MBEDTLS_PRIVATE() [9/10]

mbedtls_pk_type_t mbedtls_x509_crt::MBEDTLS_PRIVATE ( sig_pk )

Internal representation of the Public Key algorithm of the signature algorithm, e.g.

MBEDTLS_PK_RSA

MBEDTLS_PRIVATE() [10/10]

void* mbedtls_x509_crt::MBEDTLS_PRIVATE ( sig_opts )

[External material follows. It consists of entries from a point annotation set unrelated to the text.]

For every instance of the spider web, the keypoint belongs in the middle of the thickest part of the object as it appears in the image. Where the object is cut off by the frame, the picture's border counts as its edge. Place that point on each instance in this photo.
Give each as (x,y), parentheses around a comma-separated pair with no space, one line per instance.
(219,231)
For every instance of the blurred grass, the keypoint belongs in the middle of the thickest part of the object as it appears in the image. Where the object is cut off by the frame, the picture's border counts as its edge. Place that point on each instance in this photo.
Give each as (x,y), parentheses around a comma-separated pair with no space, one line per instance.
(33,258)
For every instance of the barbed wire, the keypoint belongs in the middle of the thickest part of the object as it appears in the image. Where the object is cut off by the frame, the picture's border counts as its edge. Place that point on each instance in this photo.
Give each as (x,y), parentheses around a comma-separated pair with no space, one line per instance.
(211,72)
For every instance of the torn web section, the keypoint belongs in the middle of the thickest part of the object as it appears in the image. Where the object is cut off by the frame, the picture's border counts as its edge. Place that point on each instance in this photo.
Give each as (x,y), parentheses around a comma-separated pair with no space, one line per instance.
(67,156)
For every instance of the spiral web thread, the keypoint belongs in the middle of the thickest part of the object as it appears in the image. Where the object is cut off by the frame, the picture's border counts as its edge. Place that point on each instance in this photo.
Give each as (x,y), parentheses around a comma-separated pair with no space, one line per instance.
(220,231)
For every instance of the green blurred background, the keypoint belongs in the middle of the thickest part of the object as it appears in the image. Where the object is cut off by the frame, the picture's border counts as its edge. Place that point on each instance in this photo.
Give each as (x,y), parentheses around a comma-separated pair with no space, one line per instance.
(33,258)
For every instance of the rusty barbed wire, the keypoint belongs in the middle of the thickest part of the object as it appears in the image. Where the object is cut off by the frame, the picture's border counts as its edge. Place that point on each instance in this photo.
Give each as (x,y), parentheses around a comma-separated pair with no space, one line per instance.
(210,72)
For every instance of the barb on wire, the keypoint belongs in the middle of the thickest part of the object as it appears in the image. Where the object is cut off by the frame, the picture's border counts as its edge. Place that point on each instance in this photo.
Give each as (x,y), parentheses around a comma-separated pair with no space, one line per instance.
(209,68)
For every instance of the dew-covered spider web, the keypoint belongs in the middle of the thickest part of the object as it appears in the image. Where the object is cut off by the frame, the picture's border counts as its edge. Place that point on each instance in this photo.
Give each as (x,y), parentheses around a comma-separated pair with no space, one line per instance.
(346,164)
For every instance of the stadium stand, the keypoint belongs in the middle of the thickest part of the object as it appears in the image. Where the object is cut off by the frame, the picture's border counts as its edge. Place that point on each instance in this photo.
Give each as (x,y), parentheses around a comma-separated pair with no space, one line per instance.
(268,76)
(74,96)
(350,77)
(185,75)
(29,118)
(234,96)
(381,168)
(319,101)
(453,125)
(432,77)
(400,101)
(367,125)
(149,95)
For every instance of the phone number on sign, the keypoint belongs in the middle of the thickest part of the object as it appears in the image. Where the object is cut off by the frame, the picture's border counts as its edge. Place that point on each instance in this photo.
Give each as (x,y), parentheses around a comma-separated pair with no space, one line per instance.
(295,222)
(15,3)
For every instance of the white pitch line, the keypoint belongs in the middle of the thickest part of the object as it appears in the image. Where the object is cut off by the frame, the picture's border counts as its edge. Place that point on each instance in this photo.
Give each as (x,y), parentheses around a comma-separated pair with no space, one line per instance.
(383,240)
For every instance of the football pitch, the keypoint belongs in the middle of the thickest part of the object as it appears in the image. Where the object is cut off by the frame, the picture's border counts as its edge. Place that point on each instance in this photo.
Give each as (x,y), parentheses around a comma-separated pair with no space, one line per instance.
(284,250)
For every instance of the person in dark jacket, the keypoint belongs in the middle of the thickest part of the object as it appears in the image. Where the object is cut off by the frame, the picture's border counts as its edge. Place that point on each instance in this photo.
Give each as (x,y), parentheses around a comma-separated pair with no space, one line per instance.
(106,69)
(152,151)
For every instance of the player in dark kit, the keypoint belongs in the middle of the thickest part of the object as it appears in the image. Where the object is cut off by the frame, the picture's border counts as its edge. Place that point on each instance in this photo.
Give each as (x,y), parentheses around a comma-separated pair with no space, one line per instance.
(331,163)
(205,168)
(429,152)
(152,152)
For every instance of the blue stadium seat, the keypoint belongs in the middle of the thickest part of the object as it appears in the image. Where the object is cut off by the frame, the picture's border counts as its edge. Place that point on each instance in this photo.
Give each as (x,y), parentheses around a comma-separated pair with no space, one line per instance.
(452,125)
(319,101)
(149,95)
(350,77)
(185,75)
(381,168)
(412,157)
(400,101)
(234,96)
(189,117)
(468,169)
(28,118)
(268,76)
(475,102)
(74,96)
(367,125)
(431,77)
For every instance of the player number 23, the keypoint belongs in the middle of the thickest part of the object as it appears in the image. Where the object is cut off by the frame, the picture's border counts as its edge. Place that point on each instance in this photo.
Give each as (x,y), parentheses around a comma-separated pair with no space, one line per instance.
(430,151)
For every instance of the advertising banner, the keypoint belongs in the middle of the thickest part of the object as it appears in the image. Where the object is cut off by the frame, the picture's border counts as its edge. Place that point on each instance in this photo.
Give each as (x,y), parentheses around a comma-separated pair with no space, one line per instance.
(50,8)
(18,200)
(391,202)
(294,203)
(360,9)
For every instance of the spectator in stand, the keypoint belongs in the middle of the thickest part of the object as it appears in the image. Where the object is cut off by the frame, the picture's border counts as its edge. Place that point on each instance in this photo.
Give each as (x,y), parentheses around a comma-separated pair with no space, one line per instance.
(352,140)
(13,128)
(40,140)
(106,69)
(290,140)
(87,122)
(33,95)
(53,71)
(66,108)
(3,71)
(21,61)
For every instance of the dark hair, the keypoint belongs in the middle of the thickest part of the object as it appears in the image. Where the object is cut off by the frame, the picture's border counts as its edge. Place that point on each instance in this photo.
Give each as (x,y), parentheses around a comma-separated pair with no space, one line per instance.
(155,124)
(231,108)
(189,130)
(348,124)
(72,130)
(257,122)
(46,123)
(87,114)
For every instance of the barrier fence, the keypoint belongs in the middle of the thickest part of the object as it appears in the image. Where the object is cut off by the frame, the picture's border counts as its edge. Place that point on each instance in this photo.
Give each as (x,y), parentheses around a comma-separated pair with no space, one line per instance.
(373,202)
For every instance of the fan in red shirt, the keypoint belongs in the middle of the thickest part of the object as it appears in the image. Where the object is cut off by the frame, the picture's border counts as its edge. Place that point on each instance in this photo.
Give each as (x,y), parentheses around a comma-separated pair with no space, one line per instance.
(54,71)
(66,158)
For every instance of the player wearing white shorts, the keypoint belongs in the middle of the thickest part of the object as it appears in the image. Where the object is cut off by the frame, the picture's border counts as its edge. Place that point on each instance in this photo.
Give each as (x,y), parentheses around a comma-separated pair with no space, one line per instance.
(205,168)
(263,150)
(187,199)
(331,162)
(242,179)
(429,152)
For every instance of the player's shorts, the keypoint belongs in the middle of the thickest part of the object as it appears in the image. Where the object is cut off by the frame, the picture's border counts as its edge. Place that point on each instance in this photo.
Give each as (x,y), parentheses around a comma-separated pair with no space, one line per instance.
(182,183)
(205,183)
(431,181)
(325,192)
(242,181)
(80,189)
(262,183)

Signature options to be passed to mbedtls_pk_verify_ext(), e.g.

for RSASSA-PSS

Field Documentation

raw

mbedtls_x509_buf mbedtls_x509_crt::raw

The raw certificate data (DER).

tbs

mbedtls_x509_buf mbedtls_x509_crt::tbs

The raw certificate body (DER).

The part that is To Be Signed.

version

int mbedtls_x509_crt::version

The X.509 version.

(1=v1, 2=v2, 3=v3)

serial

mbedtls_x509_buf mbedtls_x509_crt::serial

Unique id for certificate issued by a specific CA.

sig_oid

mbedtls_x509_buf mbedtls_x509_crt::sig_oid

Signature algorithm, e.g.

sha1RSA

issuer_raw

mbedtls_x509_buf mbedtls_x509_crt::issuer_raw

The raw issuer data (DER).

Used for quick comparison.

subject_raw

mbedtls_x509_buf mbedtls_x509_crt::subject_raw

The raw subject data (DER).

Used for quick comparison.

issuer

mbedtls_x509_name mbedtls_x509_crt::issuer

The parsed issuer data (named information object).

subject

mbedtls_x509_name mbedtls_x509_crt::subject

The parsed subject data (named information object).

valid_from

mbedtls_x509_time mbedtls_x509_crt::valid_from

Start time of certificate validity.

valid_to

mbedtls_x509_time mbedtls_x509_crt::valid_to

End time of certificate validity.

pk

mbedtls_pk_context mbedtls_x509_crt::pk

Container for the public key context.

issuer_id

mbedtls_x509_buf mbedtls_x509_crt::issuer_id

Optional X.509 v2/v3 issuer unique identifier.

subject_id

mbedtls_x509_buf mbedtls_x509_crt::subject_id

Optional X.509 v2/v3 subject unique identifier.

v3_ext

mbedtls_x509_buf mbedtls_x509_crt::v3_ext

Optional X.509 v3 extensions.


subject_alt_names

mbedtls_x509_sequence mbedtls_x509_crt::subject_alt_names

Optional list of raw entries of Subject Alternative Names extension (currently only dNSName and OtherName are listed).

certificate_policies

mbedtls_x509_sequence mbedtls_x509_crt::certificate_policies

Optional list of certificate policies (Only anyPolicy is printed and enforced, however the rest of the policies are still listed).

ext_key_usage

mbedtls_x509_sequence mbedtls_x509_crt::ext_key_usage

Optional list of extended key usage OIDs.

next

struct mbedtls_x509_crt * mbedtls_x509_crt::next

Next certificate in the linked list that constitutes the CA chain.

NULL indicates the end of the list. Do not modify this field directly.